IL SANGUE DI MARTIRI E’ SEME DI CRISTIANI. Dopo la morte di Stefano iniziò la persecuzione che costrinse i cristiani a fuggire, eppure questi – pur in questa tormentata situazione – seppero trarre il bene dal male e iniziarono a predicare, là dove arrivavano, il Vangelo. Così, ha notato papa Bergoglio, «incominciò la missione della Chiesa. Tanti si convertivano, sentendo questa gente». Uno dei Padri della Chiesa, ha soggiunto, spiegava questo dicendo: «Il sangue dei martiri è seme di cristiani». «Con la loro testimonianza predicano la fede», perché «la testimonianza sia nella vita quotidiana, sia con alcune difficoltà e, anche, sia nella persecuzione, con la morte, sempre è feconda. La Chiesa è feconda e madre quando dà testimonianza di Gesù Cristo. Invece, quando la Chiesa si chiude in se stessa, si crede – diciamo così – una “università della religione”, con tante belle idee, con tanti bei templi, con tanti bei musei, con tante belle cose, ma non dà testimonianza, diventa sterile. Il cristiano lo stesso. Il cristiano che non dà testimonianza, rimane sterile, senza dare la vita che ha ricevuto da Gesù Cristo».

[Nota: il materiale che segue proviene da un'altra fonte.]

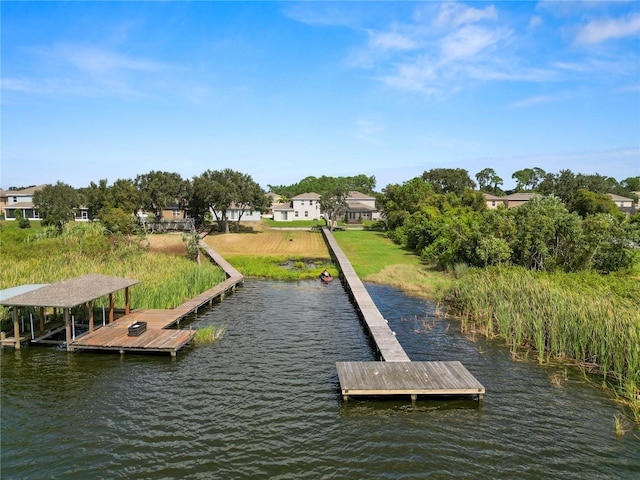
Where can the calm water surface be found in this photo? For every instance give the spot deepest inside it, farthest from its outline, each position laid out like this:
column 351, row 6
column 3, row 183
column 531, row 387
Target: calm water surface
column 264, row 403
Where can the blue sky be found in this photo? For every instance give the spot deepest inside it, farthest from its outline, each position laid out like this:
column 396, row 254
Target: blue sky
column 284, row 90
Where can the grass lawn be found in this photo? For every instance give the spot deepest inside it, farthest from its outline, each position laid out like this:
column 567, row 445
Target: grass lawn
column 375, row 258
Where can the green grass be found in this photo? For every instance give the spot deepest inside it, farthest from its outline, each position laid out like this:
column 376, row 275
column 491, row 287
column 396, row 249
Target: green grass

COM’E’ LA MIA TESTIMONIANZA? Papa Francesco ha concluso con un invito ai fedeli: «E oggi pensando a queste due icone – Stefano, che muore, e la gente, i cristiani, che fuggono, andando dappertutto per la violenta persecuzione – domandiamoci: come è la mia testimonianza? Sono fecondo perché do testimonianza, o rimango sterile perché non sono capace di lasciare che lo Spirito Santo mi porti avanti nella mia vocazione cristiana?».